Vuelvo a citar a Antonio Burgos: para el sevillano, «sacar la almohadilla en la Maestranza es el gran rito primaveral»; también –añado yo– para los que tenemos la fortuna de estar aquí, esta tarde: igual que los que escuchan una ópera, en la Scala de Milán, o presencian una tragedia de Shakespeare, en Stratford...

Esta tarde, se cortarán orejas o no: no importa. Vamos a asistir, en un escenario privilegiado, a un espectáculo único: la Fiesta donde ese «duende español» que define Lorca adquiere resonancias más emocionantes.

Cuentan que, en las tardes poco lucidas, en esta Plaza de los Toros, Juan Belmonte solía canturrear, por lo bajo, una copla: «Siempre te estoy esperando / y nunca llegas / a horita cierta...» Así ha sido, desde Shakespeare a Dashiell Hammett , y así seguirá siendo «el sueño eterno» del arte.

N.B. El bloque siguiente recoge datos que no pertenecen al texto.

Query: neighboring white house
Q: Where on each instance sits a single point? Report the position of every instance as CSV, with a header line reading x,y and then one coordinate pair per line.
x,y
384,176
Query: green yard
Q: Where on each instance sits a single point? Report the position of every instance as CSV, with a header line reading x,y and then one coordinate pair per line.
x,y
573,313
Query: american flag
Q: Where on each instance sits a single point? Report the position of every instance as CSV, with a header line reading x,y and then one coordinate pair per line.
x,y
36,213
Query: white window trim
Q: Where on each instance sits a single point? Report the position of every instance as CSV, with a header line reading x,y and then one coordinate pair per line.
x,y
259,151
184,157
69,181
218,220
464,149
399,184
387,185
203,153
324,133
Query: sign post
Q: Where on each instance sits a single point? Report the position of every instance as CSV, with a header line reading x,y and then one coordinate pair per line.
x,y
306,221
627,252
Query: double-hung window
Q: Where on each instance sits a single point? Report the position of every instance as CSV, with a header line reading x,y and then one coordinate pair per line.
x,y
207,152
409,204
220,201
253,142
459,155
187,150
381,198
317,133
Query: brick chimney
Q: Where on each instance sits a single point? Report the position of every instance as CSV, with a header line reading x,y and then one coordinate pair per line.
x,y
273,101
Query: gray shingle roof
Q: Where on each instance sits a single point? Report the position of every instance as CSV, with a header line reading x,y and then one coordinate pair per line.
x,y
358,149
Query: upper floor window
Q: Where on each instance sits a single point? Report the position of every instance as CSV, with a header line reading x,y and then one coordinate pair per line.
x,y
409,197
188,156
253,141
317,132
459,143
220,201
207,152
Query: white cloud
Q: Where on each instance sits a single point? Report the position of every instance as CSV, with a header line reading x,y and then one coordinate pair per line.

Al acabar la corrida, este Domingo, nos demoraremos un poco, en la terraza que da al río. Admiraremos el agua rosada, la luz que se va apagando; sentiremos, como una herida, la emoción de la belleza fugitiva: «Contemplando / cómo se pasa la vida...». Y rogaremos a Dios volver a estar, el próximo Domingo de Resurrección, en Sevilla.

Andrés Amorós, escritor y catedrático de Literatura de la Universidad Complutense.